27 March

Honoring Gus: Learning To Share Loss And Grief

by Jon Katz
Learning To Share: Saying Goodbye To Bob

Gus’s death was significant for me in many ways, not just the obvious. I think it was the first time I shared the loss of a dog with others, and shared grief with other people.

Gus was a charismatic dog, people loved him, and I recognized that he was not just my dog, but because of my writing and his character, he belonged to many other people. I have always seen grief as an intensely personal experience, and I have never shared it on Facebook or other social media.

I think the first step of grief is to absorb it internally and come to terms with the loss. I’ve never felt the need to go into much detail about the death of my dogs.

Gus’s loss hit me hard, he was young and until the last few weeks, full of life.  I don’t really wish to experience it in tandem with others, I am eager to move forward with my life. But this time,  a number of people wrote me to ask how they might honor Gus.Tthis was a first for me, but it seemed right,  and I decided to open up to the idea.

I had already invited people who knew Gus to come and say goodbye, or brought him to people like Bob at the dump, who loved him. Robin Gibbons, the breeder came by with her son Brian to say goodbye.

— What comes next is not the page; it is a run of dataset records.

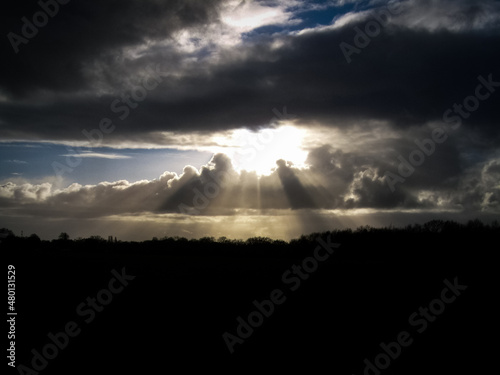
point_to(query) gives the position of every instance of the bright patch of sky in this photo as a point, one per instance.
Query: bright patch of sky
(34, 161)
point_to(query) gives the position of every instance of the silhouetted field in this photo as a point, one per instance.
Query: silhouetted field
(187, 293)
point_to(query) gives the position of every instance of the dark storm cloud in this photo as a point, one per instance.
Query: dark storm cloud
(406, 75)
(84, 31)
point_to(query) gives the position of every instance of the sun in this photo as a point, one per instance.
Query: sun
(259, 151)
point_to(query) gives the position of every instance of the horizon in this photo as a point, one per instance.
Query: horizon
(232, 118)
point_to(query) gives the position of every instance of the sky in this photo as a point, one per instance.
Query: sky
(275, 118)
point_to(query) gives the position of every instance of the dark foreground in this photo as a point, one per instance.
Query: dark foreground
(425, 294)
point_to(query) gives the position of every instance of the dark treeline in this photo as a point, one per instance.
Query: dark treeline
(188, 292)
(438, 236)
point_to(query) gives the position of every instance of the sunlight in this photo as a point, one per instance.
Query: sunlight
(259, 151)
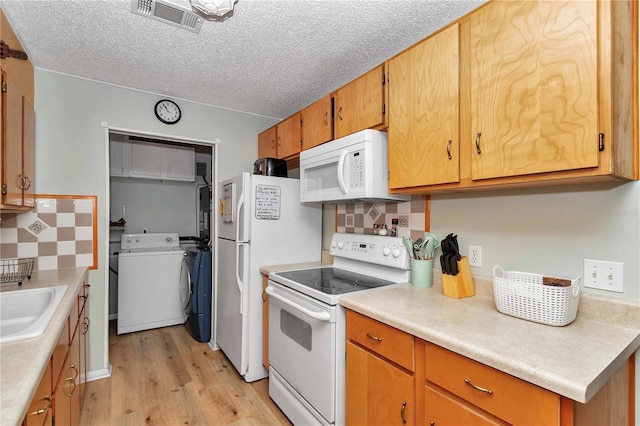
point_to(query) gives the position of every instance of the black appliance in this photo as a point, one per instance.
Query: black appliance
(270, 167)
(199, 304)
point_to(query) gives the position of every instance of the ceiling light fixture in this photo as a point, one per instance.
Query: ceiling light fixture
(214, 10)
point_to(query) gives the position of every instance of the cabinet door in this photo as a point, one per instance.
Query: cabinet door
(146, 160)
(28, 153)
(442, 410)
(61, 399)
(423, 113)
(377, 392)
(119, 158)
(13, 177)
(289, 134)
(360, 104)
(180, 163)
(267, 143)
(39, 412)
(317, 123)
(533, 87)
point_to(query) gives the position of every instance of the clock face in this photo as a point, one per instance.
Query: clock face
(168, 111)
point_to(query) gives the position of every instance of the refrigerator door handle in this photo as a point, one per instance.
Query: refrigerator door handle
(240, 211)
(238, 279)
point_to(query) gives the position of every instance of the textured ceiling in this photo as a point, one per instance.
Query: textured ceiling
(272, 58)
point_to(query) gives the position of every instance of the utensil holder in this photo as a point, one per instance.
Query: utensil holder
(421, 273)
(461, 285)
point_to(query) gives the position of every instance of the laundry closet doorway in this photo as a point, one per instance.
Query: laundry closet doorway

I had written more openly about my feelings for Gus than I had done with other dogs, and I made a gradual, if not really conscious,  decision to open up. I think I now feel strong enough and comfortable enough to do that.

I suggested that in lieu of flowers, please send donations for the refugee and the Mansion residents. I loved this idea, which hit me out of the blue.

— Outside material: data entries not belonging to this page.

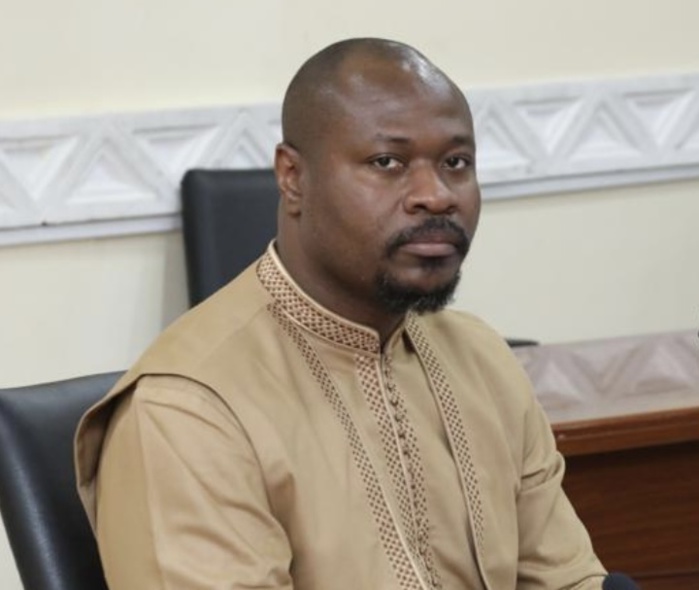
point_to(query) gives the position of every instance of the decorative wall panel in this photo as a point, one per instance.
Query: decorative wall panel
(113, 174)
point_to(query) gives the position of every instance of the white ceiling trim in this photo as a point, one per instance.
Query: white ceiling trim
(119, 174)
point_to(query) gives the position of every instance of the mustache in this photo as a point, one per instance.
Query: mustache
(441, 225)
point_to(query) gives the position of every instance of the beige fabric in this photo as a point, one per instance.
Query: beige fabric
(264, 442)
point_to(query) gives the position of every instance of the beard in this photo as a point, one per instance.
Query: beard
(398, 298)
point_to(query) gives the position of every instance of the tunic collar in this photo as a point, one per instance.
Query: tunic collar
(310, 314)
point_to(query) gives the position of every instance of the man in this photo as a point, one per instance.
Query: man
(318, 423)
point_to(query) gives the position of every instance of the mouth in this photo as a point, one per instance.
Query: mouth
(435, 238)
(434, 247)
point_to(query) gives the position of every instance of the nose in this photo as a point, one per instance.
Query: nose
(428, 191)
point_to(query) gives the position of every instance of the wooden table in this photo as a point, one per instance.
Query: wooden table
(634, 481)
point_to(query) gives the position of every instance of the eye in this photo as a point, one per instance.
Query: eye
(457, 163)
(386, 162)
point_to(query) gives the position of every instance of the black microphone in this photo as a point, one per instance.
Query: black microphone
(617, 581)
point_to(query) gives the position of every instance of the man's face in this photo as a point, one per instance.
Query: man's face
(390, 195)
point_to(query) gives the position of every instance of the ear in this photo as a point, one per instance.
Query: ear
(287, 167)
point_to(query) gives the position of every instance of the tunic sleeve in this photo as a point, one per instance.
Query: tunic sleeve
(555, 549)
(181, 500)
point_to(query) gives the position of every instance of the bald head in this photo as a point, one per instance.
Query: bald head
(317, 92)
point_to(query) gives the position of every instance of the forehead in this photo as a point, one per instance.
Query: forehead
(386, 100)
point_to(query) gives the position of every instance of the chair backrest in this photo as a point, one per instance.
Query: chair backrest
(228, 218)
(48, 531)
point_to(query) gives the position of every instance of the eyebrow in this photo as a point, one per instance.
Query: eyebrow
(457, 140)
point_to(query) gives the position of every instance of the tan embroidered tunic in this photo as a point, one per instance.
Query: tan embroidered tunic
(264, 442)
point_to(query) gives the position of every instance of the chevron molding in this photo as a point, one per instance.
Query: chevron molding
(119, 174)
(619, 376)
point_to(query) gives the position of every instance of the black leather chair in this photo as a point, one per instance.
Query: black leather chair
(48, 531)
(228, 218)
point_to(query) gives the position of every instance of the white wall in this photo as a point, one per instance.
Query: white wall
(560, 267)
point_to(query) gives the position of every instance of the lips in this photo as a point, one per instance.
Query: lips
(435, 237)
(432, 248)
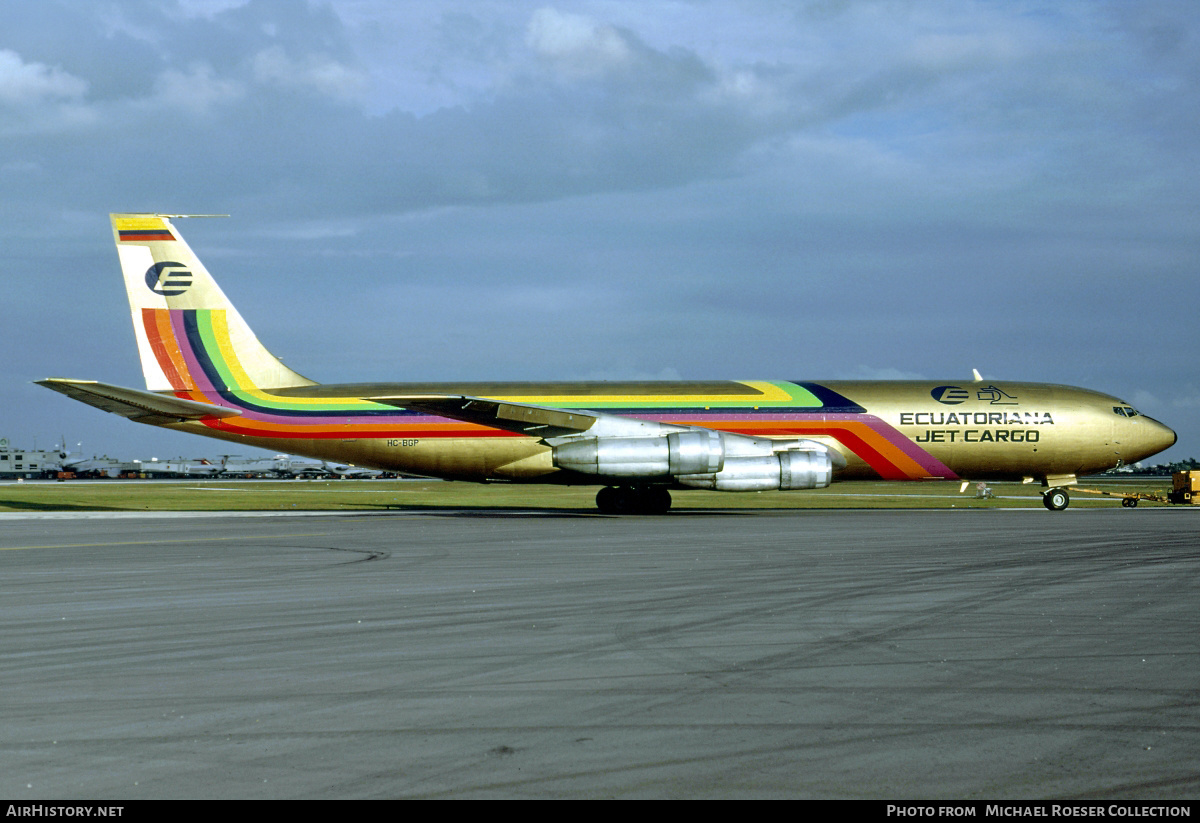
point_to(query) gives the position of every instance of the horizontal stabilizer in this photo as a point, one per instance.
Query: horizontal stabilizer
(133, 403)
(532, 420)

In a sense, this would prolong Gus’s life, and he could continue lifting people up in a different way – by helping them.

In my mind, I thought each donation would heal me  a bit,  I felt good about each one. And I would feel good again each time I helped someone.

I emphasized that small donations were very welcome. There are people ashamed to send $5 and $10 donations, I know, but those touch me very deeply and mean a great deal to me.

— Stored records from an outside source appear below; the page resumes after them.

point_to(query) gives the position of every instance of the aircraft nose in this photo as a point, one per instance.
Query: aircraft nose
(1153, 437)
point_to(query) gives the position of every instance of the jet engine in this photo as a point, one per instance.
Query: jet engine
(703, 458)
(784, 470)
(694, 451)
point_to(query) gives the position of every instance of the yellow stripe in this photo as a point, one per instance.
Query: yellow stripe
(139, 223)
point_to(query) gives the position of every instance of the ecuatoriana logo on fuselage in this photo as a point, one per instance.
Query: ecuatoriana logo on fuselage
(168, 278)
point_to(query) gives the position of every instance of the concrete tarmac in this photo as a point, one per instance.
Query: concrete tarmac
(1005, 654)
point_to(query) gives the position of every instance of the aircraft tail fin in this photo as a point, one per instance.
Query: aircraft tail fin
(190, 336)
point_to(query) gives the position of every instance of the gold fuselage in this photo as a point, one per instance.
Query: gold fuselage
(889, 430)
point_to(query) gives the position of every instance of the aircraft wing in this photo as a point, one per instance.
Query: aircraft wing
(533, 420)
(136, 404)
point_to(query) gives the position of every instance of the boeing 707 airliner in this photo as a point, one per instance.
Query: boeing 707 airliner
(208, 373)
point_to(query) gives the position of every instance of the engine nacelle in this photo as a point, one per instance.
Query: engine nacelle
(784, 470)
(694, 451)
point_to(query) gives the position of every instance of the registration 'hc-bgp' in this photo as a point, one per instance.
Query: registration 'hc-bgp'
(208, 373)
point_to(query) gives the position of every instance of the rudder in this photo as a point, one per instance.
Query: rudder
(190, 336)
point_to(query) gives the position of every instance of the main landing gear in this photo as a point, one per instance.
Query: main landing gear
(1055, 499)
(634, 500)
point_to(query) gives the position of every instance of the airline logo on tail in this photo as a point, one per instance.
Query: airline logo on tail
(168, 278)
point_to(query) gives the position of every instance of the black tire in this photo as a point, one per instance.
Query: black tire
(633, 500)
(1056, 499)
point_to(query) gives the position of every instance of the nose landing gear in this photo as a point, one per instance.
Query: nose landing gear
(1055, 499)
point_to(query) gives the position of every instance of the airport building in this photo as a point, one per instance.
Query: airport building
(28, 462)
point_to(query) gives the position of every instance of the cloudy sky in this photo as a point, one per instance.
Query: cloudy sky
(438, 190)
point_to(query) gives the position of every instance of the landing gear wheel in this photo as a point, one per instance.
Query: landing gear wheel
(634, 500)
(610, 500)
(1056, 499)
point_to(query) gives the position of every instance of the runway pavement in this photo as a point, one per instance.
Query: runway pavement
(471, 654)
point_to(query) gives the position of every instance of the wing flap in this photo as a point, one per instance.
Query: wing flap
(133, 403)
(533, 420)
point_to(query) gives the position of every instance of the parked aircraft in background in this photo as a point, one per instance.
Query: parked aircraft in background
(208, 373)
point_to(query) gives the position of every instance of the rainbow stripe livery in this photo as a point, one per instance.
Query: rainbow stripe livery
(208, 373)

People responded, more than I expected.

I got 40 or 50 letters the first day, from all over the country. Some were messages, some had small denomination bills, some had checks, ranging from $25 to $500. They bought boat rides on Lake George for the Mansion residents and the money to put a down payment on a week-long camp for the RISSE soccer players.

They bought two digital cameras for gifted young refugee photographers.

I spent $125 on the RISSE Amazon Wish List.

The thing is, these messages had a marked effect on my healing.  I love that Gus is doing good after his death, and I saw each donation in his honor as a bright star peeling back the darkness. I had just come through a bout with pneumonia when Gus died, and I was tired and run down.

The donations in honor of Gus lifted me up, everything is a gift in its own way.

I wondered at the love this spirited little dog provoked in people. Sitting here writing, I’m too close to it, I can’t gain any perspective on it.

“Gus was very special,” wrote Lana. “I so enjoyed following along with your posts – I hope you will get another Boston – thinking  you fell in love with the breed just like we did. In memory of Gus – do what you want with the donation – a long time follower of your blog, Lana.”

Thanks Lana, Gus was very special and I am certainly going to get another dog.

So more lessons of grieving. I’m not about to mark the anniversary of Gus’s death on Facebook or Twitter, but I am seeing that here, as in the rest of my life, opening up is healthy and healing. Gus will live on a good while, and the love people had for him can be turned to the small acts of great kindness we are trying to commit.

If you would like to honor Gus by giving a donation to the refugee or Mansion work, you can write me at Jon Katz, Post Office Box 205, Cambridge, N.Y., 12816 or via Paypal, [email protected].

2 Comments

  1. When I got my new license plate 2 years ago it was N72 GUS, and I said what a plate, now when I look at my car the name GUS is always with me.

  2. I got a puppy at about the same time as you got Gus so I was always interested in your postings about him. Thank you for so generously sharing your experience. It enriched my life to read you.